Taking Action Toward Big Solutions

From a talk by Tim Jackins at the Teachers' and Leaders' Workshop in Kring van Dorth, the Netherlands, May 29 to June 1, 2015

I want to look at our current challenges. We live in a capitalist society. Capitalism is destroying itself. We’re not doing it; the system is simply unstable. More and more it shows. And more and more, society is using oppression to try to stay in existence. All of the oppressions are being used more openly. (Sexism, racism, and the other oppressions exist only to support the economic system. If they didn’t help the system make a profit, they wouldn’t exist.)

Society is unable to hide how bad things are. And things are going to get worse. That’s good. It’s necessary. For things to change, they must become entirely unworkable, because there is not yet enough intelligence operating.

This form of society needs to end because it is unjust. It needs to end because it offers no good solution for anyone’s life. This has been true of other oppressive societies too. What’s new about this society is that its collapse is destroying the environment. Other societies were hard on people but didn’t affect the rest of the world that much. This society makes bigger messes. The other ones weren’t any smarter; they just couldn’t make as big a mess as we can.

Our society is unable to think about the consequences of its functioning. The most important thing in this society is making money, and if you can make money, nothing else matters—not even your own long-term self-interest. People are making decisions that make their own lives more difficult and will make their children’s lives very difficult.

Something has to change this destructive situation. I don’t think we need to argue about whether or not it’s happening. And we don’t need to scare each other by describing all the ways it’s happening. We need to figure out what will change it and what stops us from making that happen. We may be a hundred years late, but we can still play a big role in bringing about intelligent change.

The causes of the crisis are very large. The solutions will have to be large too. We will have to do more than live careful lives. We get to figure out what the distresses are that are stopping us, keeping us feeling small and powerless and as if we have no right to object.

Capitalist society is structured on capitalist laws—laws that are about what one can and can’t do in the context of keeping capitalism going. Sustaining the world is not a capitalist enterprise and does not fit within a capitalist legal structure. We have to think bigger than the structure we live in.

A recent example: Shell Oil moved a very large drilling platform into Seattle (Washington, USA)—to use Seattle as a base for going to the Arctic to drill there. Drilling in the Arctic makes perfect sense to Shell.
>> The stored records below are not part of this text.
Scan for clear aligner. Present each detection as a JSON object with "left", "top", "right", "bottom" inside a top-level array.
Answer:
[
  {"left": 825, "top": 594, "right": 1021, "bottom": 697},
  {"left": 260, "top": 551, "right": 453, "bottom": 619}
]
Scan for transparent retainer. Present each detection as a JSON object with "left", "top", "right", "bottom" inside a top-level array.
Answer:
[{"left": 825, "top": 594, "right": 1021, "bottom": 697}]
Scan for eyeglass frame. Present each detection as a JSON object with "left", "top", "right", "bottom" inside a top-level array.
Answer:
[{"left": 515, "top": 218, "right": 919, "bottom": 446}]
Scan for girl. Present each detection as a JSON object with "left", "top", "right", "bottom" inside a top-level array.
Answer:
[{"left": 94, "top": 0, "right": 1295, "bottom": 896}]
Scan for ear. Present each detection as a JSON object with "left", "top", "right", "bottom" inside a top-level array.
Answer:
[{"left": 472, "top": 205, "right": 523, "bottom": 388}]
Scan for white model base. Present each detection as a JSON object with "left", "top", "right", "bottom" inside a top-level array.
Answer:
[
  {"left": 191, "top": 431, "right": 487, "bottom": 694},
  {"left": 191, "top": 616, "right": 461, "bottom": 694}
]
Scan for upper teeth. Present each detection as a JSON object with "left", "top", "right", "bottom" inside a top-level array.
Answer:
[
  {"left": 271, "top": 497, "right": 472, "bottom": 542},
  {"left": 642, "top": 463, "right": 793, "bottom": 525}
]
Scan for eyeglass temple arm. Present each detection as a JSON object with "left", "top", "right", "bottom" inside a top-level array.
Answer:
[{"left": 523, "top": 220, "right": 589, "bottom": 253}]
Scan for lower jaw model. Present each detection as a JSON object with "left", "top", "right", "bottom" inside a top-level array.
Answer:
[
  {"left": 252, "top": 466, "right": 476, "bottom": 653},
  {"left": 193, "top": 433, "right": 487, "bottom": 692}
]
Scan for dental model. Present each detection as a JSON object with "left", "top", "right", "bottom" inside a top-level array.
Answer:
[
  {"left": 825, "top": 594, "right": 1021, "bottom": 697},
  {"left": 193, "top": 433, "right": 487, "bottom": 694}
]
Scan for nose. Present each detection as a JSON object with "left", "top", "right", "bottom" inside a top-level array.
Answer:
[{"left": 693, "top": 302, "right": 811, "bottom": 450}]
Enough oil has been burned, because of Shell and other companies, that the northern ice cap is shrinking due to global warming, so there are more places to drill—so of course they are going to drill. It has a logic, but it’s a capitalist logic. Everything they are doing is legal, and it will destroy the environment. So something else has to happen—and the companies are not going to do it. They may do little things if it’s profitable, but they won’t stop the big profitable polluting activities. Last year there was a meeting of large corporations to discuss how to make money off of global warming—not how to stop it, but how to make a profit off of it.

The other side of this example is that Shell was met in Seattle by about three hundred people in kayaks. It was a very good picture—this gigantic machine and these tiny little bits of colored plastic. It gave voice to the opposition. Most of the people of Seattle are against Shell being there. The mayor is also against it, as is the City Council, but they function inside the legal structure so they are fining Shell five hundred dollars per day. That’s what they can do. Something more will have to be done—about Shell and all the other companies that are destroying the environment.

We have to figure out what. And we will have to plan for it and communicate it as widely as we can. There are lots of people doing this. Unfortunately, too much of the time they are fighting with each other because they are scared and desperate and don’t know what else to do. We can figure out what else to do, but we have to do it soon. We have to counsel on our fears that stop us, on the hurts that make us act alone instead of with people. And then we get to see what we can do.

If we try to do anything, we will have wonderful sessions. Anytime we step into the real world, it is easier to counsel on our distresses. They are not real, but we don’t know that very well until we step out into reality. Lying alone at night with our distresses, they seem real. Out in the street with two thousand people saying no, they don’t look as powerful.

The challenge we face is real. It is something we need to counsel on and then decide to do more about. Millions of people are trying to do more already. There are lots of people we can join, and our helping them think, our listening to them, can make a big difference.

My picture of this work is that we have two places to counsel. One is on stopping acting alone. To meet the challenge of the environment, we have to do differently. We have needed to stop acting alone for a long time, in all parts of our lives, and now our world is going to be destroyed unless we change. A little motivation.

The other place to counsel is on where we act small. To change things quickly, we need to act big. We need to be loud with what we think, and say no to things that are destroying the environment. If we keep saying no loudly, with millions and then billions of people, things can change.

So we have these two pieces of work to do. And doing them will improve every other part of our lives at the same time, because being alone and acting small spoils every part of our lives.